← Back to context

Comment by Eridrus

1 year ago

5% accuracy can be worth a lot.

The price of any of these services pales in comparison to getting a human involved in any fraction of cases.

It is likely reasonable to expect the base LMs to keep getting better and for there to not be a moat on accuracy in the long term, but businesses are not just built on benchmark accuracy and have plenty of other ways to survive, even if the technology under the hood changes.

YES

>>5% accuracy can be worth a lot.

Most surprising to me about these results is the BEST error rate was over 8% errors (91.7% accuracy) and the worse was 40%.

Their method of calculating errors seems quite good:

>> Accuracy is measured by comparing the JSON output from the OCR/Extraction to the ground truth JSON. We calculate the number of JSON differences divided by the total number fields in the ground truth JSON. We believe this calculation method lines up most closely with a real world expectation of accuracy.

>> Ex: if you are tasked with extracting 31 values from a document, and make 4 mistakes, that results in an 87% accuracy.

Especially where dealing with numbers and money, having 10% of them being wrong seems unusable, often worse than doing nothing.

Having humans check the results instead of doing the transcriptions would be better, but humans are notoriously bad at maintaining vigilance doing the same task over many documents.

What would be interesting is finding which two OCR/AI systems make the most different mistakes and running documents against both. Flagging only the disagreements for human verification would reduce the task substantially.

  • > What would be interesting is finding which two OCR/AI systems make the most different mistakes and running documents against both. Flagging only the disagreements for human verification would reduce the task substantially.

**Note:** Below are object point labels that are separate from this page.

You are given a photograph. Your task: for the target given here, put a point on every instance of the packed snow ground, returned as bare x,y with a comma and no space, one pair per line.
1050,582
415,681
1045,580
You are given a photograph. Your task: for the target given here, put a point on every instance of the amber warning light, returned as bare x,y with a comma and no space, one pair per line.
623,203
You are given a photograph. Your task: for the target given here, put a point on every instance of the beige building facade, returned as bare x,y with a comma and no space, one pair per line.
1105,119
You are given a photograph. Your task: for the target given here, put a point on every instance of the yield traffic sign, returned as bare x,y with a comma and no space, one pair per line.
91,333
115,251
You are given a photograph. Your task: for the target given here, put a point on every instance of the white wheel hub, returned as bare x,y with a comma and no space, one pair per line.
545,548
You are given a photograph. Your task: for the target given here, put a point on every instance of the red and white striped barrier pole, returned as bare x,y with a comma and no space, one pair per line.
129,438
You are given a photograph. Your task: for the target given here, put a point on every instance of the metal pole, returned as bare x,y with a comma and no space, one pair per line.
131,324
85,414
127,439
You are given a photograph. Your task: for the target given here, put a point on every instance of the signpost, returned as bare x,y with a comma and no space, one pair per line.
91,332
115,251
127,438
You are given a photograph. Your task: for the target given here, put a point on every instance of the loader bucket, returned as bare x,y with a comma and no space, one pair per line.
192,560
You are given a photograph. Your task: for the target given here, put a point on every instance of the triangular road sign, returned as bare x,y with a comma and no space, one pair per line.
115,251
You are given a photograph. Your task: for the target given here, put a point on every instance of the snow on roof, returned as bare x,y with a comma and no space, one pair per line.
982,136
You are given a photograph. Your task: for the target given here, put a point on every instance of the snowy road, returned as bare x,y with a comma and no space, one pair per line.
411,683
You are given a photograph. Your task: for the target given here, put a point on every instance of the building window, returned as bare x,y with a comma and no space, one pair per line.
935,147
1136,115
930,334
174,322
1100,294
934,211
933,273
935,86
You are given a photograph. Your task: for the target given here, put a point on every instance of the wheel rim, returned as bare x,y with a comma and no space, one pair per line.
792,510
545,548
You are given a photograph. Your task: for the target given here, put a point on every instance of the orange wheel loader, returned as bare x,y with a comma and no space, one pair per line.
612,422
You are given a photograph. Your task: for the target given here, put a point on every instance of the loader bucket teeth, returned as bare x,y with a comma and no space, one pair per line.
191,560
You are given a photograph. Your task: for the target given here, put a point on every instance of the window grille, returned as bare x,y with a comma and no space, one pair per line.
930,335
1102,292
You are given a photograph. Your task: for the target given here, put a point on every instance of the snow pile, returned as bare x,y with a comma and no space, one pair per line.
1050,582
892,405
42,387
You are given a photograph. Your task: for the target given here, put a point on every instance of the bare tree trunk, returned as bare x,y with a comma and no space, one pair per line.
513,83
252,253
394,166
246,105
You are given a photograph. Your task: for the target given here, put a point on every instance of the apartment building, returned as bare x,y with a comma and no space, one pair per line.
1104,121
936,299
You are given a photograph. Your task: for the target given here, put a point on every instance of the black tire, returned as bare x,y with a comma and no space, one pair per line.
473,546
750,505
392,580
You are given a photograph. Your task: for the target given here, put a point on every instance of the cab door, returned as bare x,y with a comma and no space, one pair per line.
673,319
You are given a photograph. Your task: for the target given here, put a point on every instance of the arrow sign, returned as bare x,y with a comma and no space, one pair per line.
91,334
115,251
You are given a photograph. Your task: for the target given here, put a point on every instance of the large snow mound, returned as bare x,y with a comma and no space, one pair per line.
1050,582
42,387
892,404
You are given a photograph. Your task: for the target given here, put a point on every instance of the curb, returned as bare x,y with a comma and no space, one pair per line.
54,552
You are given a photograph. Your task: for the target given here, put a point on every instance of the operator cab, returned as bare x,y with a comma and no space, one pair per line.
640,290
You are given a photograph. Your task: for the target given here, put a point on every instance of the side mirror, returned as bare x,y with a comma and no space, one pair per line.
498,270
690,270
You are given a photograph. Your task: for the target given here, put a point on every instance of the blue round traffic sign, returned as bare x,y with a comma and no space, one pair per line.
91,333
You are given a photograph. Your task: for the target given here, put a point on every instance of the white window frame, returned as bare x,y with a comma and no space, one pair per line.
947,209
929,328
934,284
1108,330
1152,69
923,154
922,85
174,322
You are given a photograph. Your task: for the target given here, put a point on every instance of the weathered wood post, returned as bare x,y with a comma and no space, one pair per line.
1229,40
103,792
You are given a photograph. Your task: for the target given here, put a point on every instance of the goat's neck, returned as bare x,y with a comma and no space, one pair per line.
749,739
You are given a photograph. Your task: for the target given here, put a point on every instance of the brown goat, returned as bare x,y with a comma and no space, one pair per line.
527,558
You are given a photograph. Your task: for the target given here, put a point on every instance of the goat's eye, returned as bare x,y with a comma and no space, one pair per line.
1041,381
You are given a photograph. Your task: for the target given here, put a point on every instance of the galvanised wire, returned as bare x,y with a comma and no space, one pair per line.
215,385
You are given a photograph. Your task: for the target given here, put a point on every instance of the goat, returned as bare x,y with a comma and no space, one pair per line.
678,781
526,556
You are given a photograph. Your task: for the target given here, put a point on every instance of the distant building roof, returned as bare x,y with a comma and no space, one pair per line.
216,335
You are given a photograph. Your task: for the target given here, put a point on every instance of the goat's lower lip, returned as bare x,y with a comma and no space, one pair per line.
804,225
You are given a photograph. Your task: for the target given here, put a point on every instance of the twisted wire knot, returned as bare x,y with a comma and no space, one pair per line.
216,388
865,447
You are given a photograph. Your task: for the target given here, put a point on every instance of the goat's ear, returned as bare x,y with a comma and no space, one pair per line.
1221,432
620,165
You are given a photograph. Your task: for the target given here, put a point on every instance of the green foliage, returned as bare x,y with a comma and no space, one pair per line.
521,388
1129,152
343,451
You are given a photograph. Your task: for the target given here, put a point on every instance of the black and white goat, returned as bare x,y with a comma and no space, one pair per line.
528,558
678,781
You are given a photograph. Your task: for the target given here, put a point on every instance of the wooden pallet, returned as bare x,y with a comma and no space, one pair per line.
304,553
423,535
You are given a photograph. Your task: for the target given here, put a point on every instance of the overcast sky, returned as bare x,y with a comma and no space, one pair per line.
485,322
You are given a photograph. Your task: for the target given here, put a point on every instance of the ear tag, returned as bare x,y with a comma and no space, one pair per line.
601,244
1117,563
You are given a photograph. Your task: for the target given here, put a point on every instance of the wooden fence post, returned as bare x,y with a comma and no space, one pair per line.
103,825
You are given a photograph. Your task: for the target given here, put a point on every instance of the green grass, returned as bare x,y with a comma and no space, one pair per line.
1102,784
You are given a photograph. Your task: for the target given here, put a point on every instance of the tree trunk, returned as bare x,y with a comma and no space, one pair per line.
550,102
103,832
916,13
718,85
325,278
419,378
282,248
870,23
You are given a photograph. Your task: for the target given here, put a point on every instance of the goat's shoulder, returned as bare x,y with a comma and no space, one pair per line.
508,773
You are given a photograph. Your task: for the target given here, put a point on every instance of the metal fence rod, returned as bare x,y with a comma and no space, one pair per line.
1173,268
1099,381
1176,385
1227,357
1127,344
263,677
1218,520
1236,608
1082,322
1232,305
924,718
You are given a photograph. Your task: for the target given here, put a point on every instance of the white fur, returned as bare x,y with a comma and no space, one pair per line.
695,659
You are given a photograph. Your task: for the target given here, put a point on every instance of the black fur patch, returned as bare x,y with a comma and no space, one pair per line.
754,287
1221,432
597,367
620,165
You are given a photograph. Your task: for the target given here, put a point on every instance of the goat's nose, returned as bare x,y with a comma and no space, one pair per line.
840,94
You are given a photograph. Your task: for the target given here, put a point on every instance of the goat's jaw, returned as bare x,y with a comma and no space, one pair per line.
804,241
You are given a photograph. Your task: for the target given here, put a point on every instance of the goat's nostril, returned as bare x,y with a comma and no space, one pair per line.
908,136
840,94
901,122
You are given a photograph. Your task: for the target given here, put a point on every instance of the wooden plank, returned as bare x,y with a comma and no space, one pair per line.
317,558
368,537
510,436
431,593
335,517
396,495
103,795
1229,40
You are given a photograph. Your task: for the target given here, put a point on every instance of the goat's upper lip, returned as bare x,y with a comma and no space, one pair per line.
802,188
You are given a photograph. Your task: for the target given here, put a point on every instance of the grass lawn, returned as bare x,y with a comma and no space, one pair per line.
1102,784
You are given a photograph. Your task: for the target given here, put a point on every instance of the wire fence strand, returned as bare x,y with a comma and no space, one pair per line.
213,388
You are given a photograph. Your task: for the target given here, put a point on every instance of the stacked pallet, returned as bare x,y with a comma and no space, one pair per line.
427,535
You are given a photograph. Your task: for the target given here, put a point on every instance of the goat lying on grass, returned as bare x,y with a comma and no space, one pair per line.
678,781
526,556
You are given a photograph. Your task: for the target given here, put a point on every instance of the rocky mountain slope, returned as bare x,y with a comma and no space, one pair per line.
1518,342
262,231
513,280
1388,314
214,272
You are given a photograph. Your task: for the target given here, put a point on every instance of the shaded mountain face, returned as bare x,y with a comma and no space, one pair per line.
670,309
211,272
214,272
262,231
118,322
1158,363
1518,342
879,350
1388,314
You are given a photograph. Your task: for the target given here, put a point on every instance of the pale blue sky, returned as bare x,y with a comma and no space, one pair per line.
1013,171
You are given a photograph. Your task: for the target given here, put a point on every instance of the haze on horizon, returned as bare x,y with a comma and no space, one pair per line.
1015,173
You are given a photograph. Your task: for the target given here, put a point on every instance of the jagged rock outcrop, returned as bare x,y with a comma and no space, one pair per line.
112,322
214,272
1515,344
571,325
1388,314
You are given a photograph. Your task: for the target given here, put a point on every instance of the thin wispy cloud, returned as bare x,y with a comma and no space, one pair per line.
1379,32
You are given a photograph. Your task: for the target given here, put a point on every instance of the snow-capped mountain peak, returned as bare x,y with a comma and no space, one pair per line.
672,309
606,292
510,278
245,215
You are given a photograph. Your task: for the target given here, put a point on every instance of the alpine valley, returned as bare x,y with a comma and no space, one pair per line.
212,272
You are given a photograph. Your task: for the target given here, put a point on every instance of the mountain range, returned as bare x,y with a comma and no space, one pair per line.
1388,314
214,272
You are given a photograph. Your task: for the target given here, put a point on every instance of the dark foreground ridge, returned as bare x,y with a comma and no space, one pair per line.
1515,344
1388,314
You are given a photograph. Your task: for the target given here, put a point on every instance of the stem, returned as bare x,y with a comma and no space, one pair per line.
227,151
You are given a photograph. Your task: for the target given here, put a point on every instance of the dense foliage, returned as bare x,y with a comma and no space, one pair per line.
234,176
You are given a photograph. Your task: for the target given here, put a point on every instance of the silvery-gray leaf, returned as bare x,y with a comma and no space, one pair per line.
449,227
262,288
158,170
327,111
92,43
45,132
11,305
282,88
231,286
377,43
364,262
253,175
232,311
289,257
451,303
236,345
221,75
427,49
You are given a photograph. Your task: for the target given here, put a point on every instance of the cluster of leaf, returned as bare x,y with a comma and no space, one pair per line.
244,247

    There have been OCR products that do that for decades, and I would hope all the ocr startups are doing the same already. Often times something is objectively difficult to read and the various models will all fail in the same place, reducing the expected utility of this method. It still helps of course. I forget the name of the product, there was one that used about 5 ocr engines and would use consensus to optimize its output. It could never beat ABBYY finereader though, it was a distant second place.

I think 87% to 92% accuracy really isn't much difference. You're still going to get errors to the point where the level and amount of checking you need to do isn't affected. Even at 98-99% you still have to do a lot of error checking.

But you get most of the bang for the buck for 1/10th the cost so I think overall it's far, far superior.